今回は実務に当たっての注意事項をお伝えいたします。

申告書(様式)の変更と提出

これまでの「給与所得者の保険料控除申告書 兼 給与所得者の配偶者特別控除申告書」は、
平成30年分から「給与所得者の保険料控除申告書」と「給与所得者の配偶者控除等申告書」の2種類の様式に分けられました。
配偶者控除または配偶者特別控除の適用を受けるためには、「給与所得者の扶養控除等(異動)申告書」の「源泉控除対象配偶者」欄
への記載の有無にかかわらず、「配偶者控除等申告書」を給与の支払者に提出しなければならなくなりました。
これまでの配偶者特別控除の対象者だけではなく、配偶者控除の対象者も必要となりましたので、給与担当の方は配布・回収をお願いします。

『配偶者』の用語の違い

①同一生計配偶者・・・所得者と生計を一にする配偶者で合計所得金額が38万円以下の人

②控除対象配偶者・・・①のうち、合計所得金額が1,000万円以下である所得者の配偶者

③源泉控除対象配偶者・・・所得者(合計所得金額が900万円以下の人)と生計を一にする配偶者で、合計所得金額が85万円以下の人(配偶者控除・配偶者特別控除の38万円・老人加算の場合は+10万円を受けることの出来る対象の方で、毎月の給与計算で源泉徴収税額の計算における『扶養親族の数』に加えられる)。

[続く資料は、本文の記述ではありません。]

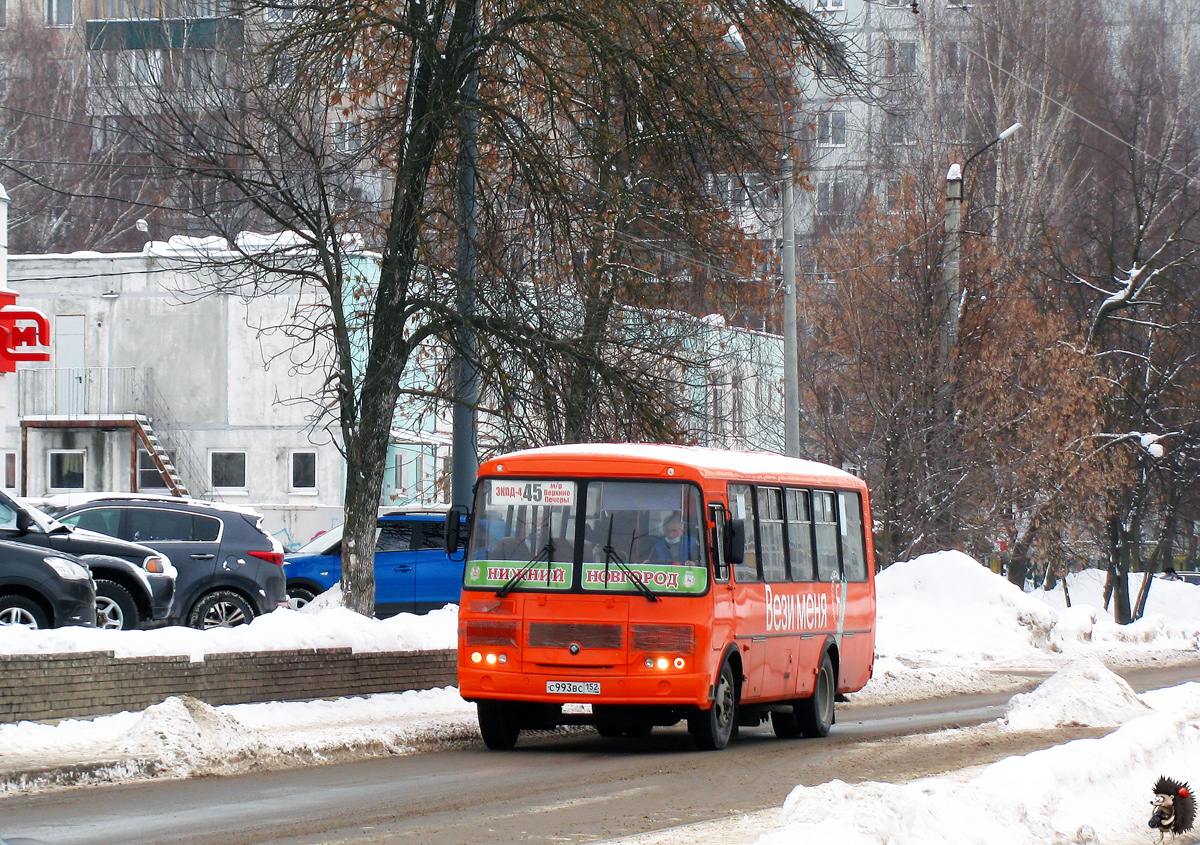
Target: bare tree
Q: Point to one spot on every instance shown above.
(594, 120)
(1129, 269)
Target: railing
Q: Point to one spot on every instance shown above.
(90, 393)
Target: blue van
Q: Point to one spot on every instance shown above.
(413, 571)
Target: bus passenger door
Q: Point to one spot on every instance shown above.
(749, 598)
(858, 594)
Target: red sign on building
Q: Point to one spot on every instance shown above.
(22, 331)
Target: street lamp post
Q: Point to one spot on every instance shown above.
(952, 270)
(952, 291)
(791, 352)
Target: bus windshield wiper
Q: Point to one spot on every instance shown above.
(611, 556)
(521, 574)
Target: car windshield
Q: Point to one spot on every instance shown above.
(9, 509)
(607, 535)
(322, 544)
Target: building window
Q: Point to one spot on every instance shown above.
(347, 136)
(228, 469)
(59, 12)
(900, 59)
(281, 12)
(281, 72)
(893, 196)
(149, 478)
(898, 129)
(67, 469)
(304, 471)
(204, 70)
(832, 129)
(957, 57)
(831, 198)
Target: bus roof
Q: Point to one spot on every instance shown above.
(706, 460)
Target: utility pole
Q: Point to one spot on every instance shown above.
(791, 352)
(465, 448)
(952, 268)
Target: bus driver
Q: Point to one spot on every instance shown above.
(675, 546)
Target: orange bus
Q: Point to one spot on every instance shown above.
(658, 583)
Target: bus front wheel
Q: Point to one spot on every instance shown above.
(498, 724)
(713, 727)
(815, 714)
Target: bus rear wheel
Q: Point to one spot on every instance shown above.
(498, 724)
(815, 714)
(713, 727)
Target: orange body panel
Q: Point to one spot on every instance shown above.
(603, 642)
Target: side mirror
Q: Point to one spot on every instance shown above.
(456, 517)
(736, 540)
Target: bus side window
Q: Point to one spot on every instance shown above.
(853, 555)
(825, 521)
(799, 534)
(771, 533)
(720, 543)
(742, 508)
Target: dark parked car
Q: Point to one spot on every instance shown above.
(43, 588)
(413, 571)
(229, 570)
(135, 585)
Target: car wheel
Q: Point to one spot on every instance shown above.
(221, 609)
(815, 714)
(115, 607)
(298, 597)
(498, 724)
(713, 727)
(17, 610)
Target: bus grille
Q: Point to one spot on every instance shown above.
(563, 634)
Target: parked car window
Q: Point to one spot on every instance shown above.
(394, 537)
(205, 529)
(103, 520)
(154, 525)
(431, 535)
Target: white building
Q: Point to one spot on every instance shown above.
(148, 391)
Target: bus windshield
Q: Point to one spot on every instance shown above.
(588, 535)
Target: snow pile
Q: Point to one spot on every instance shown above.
(1085, 792)
(949, 606)
(185, 737)
(1173, 612)
(280, 630)
(1084, 694)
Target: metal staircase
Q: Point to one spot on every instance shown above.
(160, 456)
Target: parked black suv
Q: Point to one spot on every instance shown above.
(229, 570)
(41, 588)
(135, 585)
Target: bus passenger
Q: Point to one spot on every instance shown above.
(675, 546)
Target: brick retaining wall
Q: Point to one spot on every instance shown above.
(39, 687)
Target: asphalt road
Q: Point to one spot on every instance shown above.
(563, 787)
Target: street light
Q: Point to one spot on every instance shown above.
(791, 352)
(951, 263)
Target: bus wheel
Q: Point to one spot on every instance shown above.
(815, 714)
(498, 725)
(713, 727)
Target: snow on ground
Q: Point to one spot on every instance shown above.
(945, 624)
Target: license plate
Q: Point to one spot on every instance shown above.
(573, 688)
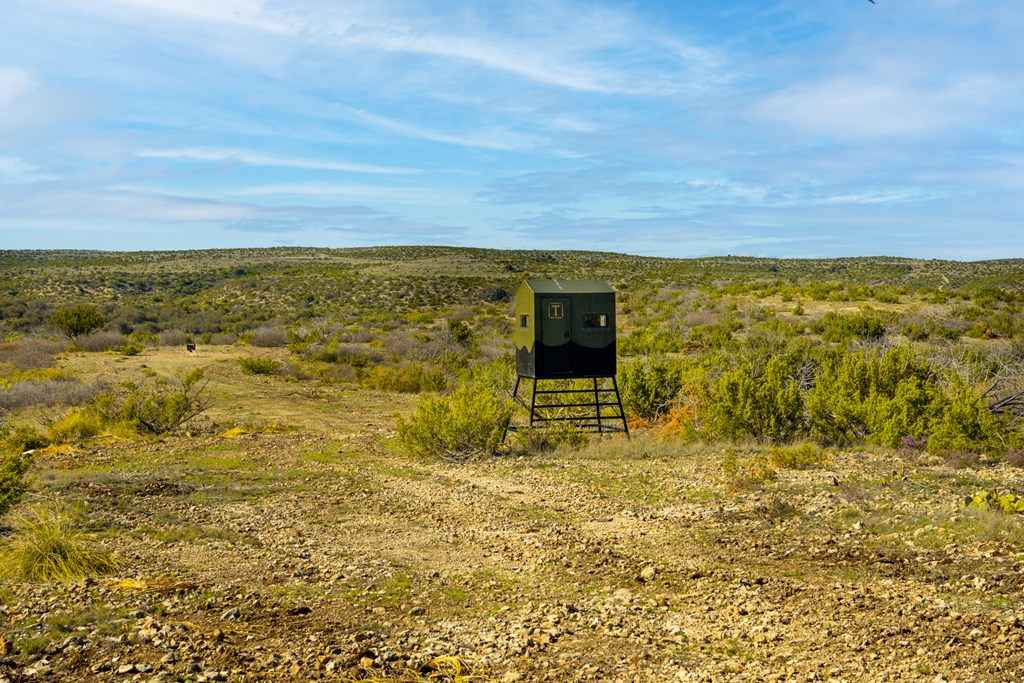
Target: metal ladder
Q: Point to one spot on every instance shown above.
(601, 413)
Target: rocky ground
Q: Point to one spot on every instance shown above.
(314, 556)
(322, 553)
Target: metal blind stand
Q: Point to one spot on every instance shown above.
(600, 412)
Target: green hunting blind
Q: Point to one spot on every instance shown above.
(565, 334)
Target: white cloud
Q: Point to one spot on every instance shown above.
(243, 13)
(257, 159)
(14, 169)
(879, 104)
(491, 138)
(14, 82)
(327, 190)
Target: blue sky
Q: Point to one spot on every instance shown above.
(791, 128)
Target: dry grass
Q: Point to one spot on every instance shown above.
(440, 670)
(50, 544)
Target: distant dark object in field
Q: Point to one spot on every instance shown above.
(498, 295)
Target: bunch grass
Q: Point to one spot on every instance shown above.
(51, 544)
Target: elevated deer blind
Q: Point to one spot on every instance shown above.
(565, 334)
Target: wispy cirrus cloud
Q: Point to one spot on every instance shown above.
(880, 104)
(259, 159)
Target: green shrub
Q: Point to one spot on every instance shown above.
(764, 403)
(864, 325)
(546, 439)
(881, 397)
(747, 473)
(992, 501)
(77, 321)
(469, 420)
(259, 366)
(966, 425)
(157, 404)
(131, 348)
(803, 457)
(649, 385)
(75, 425)
(18, 438)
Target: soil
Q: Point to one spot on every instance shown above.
(324, 553)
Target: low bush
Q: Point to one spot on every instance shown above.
(864, 325)
(761, 402)
(747, 473)
(77, 321)
(98, 342)
(156, 404)
(260, 366)
(75, 425)
(467, 421)
(55, 390)
(27, 354)
(803, 457)
(649, 385)
(267, 337)
(547, 439)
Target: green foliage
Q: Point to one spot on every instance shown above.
(648, 385)
(803, 457)
(469, 420)
(865, 325)
(747, 473)
(258, 366)
(50, 544)
(77, 321)
(761, 402)
(15, 439)
(966, 425)
(879, 397)
(156, 404)
(12, 482)
(546, 439)
(75, 425)
(993, 501)
(717, 335)
(462, 333)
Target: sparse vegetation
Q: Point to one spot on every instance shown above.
(811, 442)
(51, 544)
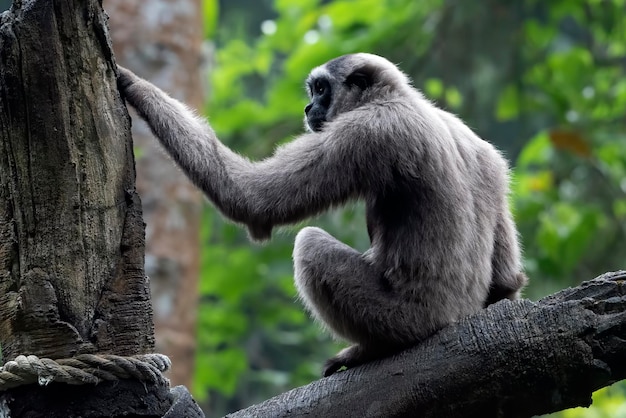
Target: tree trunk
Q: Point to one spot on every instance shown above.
(164, 46)
(514, 359)
(72, 276)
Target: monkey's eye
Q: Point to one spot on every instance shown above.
(319, 88)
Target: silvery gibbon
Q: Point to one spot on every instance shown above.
(443, 242)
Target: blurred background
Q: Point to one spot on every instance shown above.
(542, 80)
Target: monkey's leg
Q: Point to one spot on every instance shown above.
(347, 293)
(507, 276)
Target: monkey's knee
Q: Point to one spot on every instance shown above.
(309, 241)
(309, 259)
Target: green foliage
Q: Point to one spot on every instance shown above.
(564, 98)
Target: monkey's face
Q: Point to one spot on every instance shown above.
(338, 86)
(347, 82)
(321, 95)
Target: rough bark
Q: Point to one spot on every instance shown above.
(161, 41)
(71, 233)
(514, 359)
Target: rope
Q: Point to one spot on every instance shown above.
(83, 369)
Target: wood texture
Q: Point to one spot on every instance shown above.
(162, 40)
(514, 359)
(71, 234)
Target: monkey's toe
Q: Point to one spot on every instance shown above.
(333, 365)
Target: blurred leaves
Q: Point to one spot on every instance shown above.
(545, 81)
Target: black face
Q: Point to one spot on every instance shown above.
(321, 96)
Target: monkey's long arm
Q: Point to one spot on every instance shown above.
(302, 178)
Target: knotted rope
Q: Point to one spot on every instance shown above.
(83, 369)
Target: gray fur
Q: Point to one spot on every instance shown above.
(443, 243)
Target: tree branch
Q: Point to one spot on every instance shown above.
(513, 359)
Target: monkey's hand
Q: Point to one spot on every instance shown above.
(125, 79)
(260, 232)
(348, 358)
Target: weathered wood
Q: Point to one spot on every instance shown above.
(161, 40)
(71, 232)
(514, 359)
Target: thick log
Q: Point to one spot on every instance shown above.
(71, 232)
(514, 359)
(72, 275)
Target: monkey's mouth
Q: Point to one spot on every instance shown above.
(316, 124)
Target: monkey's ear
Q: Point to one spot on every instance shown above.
(362, 77)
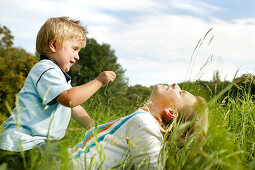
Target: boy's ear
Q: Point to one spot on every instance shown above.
(52, 46)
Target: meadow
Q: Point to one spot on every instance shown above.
(229, 143)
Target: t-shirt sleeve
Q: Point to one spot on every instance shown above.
(145, 143)
(50, 84)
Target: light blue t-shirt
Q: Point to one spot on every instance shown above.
(37, 115)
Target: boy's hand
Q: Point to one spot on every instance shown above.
(106, 77)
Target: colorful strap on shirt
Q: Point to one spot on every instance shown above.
(102, 131)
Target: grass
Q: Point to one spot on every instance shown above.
(229, 143)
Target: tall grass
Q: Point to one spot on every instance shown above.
(229, 143)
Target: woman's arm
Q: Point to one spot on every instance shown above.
(82, 117)
(146, 143)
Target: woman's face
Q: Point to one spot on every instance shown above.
(171, 96)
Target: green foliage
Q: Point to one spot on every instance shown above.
(14, 68)
(229, 143)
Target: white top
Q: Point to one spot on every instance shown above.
(132, 140)
(37, 114)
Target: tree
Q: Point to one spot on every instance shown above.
(94, 59)
(14, 68)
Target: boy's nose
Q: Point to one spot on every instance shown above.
(77, 57)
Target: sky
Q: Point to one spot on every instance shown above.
(156, 41)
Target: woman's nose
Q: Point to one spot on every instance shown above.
(77, 57)
(176, 86)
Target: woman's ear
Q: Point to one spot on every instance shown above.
(52, 46)
(169, 114)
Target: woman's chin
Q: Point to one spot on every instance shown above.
(167, 116)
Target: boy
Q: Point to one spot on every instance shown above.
(43, 109)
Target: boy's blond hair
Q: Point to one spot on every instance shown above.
(59, 29)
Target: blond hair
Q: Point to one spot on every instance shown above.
(59, 29)
(197, 111)
(197, 115)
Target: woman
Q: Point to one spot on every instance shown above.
(136, 140)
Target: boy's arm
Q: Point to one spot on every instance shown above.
(82, 117)
(79, 94)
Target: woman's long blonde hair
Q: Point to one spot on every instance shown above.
(196, 114)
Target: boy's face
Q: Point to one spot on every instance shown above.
(66, 56)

※ ①②③とも青色事業専従者として給与の支払を受ける人及び白色事業専従者を除く

終わりに

「配偶者控除等申告書」には控除の対象となる配偶者の所得だけでなく、給与所得者本人の所得も詳しく書くことになりました。
本人の所得によって控除の額に違いがあるためで、申告書の下「控除額の計算」欄で区分Ⅰと区分Ⅱの重なる所の控除が受けられます。
ただ、この所得の内訳を詳細に載せるために問題となるのが、勤務先からの給与以外の収入があり、それを正しく記載しない場合です。
正確な所得の記入(申告)をしなくても、現在はマイナンバーで個人の所得がとらえ易くなっています。
後になって税務署から訂正の連絡がこないよう、本業以外の分もきちんと記載するようにしましょう。